那么我们为什么要研究这个呢?实际上这个问题的针对性是非常强的,中国金融稳定是有三道防火墙,第一道,对内垄断;第二道,对外隔离;第三道,高储蓄率。有这三道防火墙,咱们什么问题都不怕,所有人存钱都存到四大商业银行,四大商业银行也没有什么区别,所有每年的存差都特别高,第二,对外隔离,人民币不可兑换,这是个很有效的防火墙。外资银行不能经营人民币业务,这道防火墙就保证着我们能够比较准确地知道外国人手里有多少人民币,因为银行不能通过 inter-bank law 来拆借,那么就没多少人民币,我们怕就怕你经营人民币业务,那这中间每天变化很快的,因为我经营人民币业务,我手里需要人民币,我也可能今天放一张单子去我今天需要钱向你拆借,完全正常,而现在你不能经营人民币业务。外资银行撑死能够拿到的人民币,包括在香港,东南亚地区不完全合法流出去的人民币现钞,包括外资的企业的利润,能够持有的人民币总量折合成美金,不超过 300 亿,但是我们的外汇储备有 1500 亿, 300 亿来攻击我们的汇率系统,通过大量操作人民币来搞垮我们的汇率体系是根本做不到的,但是一开放银行业务就完全不同了,你就不知道它手里有多少人民币,它只有人民币才能做人民币业务。
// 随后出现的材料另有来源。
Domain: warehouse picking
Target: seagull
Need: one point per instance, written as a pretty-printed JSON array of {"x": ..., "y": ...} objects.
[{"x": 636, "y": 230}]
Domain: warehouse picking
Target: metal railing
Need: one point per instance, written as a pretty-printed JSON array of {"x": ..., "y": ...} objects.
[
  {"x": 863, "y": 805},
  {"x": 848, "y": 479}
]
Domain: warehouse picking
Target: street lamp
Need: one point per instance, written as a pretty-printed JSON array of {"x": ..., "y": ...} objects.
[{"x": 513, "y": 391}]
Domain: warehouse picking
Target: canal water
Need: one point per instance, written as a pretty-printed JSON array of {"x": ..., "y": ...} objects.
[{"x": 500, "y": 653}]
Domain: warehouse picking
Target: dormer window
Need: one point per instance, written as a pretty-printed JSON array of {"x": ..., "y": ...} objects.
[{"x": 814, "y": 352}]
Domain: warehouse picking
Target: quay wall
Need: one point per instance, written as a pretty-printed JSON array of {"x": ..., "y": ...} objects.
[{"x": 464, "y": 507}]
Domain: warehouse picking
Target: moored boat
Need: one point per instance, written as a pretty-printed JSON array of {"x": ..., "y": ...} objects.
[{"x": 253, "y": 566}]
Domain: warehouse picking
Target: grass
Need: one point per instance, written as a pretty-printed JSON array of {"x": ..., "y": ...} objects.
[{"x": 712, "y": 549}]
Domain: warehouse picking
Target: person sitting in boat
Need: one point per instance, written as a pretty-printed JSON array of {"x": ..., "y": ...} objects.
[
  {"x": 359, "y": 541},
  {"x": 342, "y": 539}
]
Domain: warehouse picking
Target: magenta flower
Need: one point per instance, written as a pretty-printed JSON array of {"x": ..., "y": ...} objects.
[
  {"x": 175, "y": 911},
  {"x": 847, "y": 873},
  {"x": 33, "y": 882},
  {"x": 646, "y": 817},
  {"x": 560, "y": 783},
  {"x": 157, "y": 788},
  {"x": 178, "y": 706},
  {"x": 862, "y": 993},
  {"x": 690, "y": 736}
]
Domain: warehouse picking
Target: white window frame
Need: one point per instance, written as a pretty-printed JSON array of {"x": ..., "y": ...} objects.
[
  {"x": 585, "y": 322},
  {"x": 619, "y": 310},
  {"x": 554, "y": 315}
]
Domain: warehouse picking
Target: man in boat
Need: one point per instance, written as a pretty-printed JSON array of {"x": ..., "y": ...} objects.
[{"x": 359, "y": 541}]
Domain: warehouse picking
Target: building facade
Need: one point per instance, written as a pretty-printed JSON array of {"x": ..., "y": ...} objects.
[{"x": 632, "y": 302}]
泰国在金融危机袭击来的时候它就懵了,它连数字都找不到,它不知道它有多少泰铢,而它的泰铢并不是长期流出去的而是短期拆借。韩国也是到最后都搞不清对方有多少弹药,随时它给你补充弹药,所以那本书专门有几节提到这个问题,而且是韩国的经济学家,泰国的经济学家自己说的。那么这两条都有实现性,第一条对内的垄断局面将随着对外开放而取消,因为我们已经明确地讲了在中国加入 WTO 五年之后要开放银行业,最近我从他们的报告上学到了他们有关方面的共识,我们难道一定要走泰国,马来西亚的覆辙吗?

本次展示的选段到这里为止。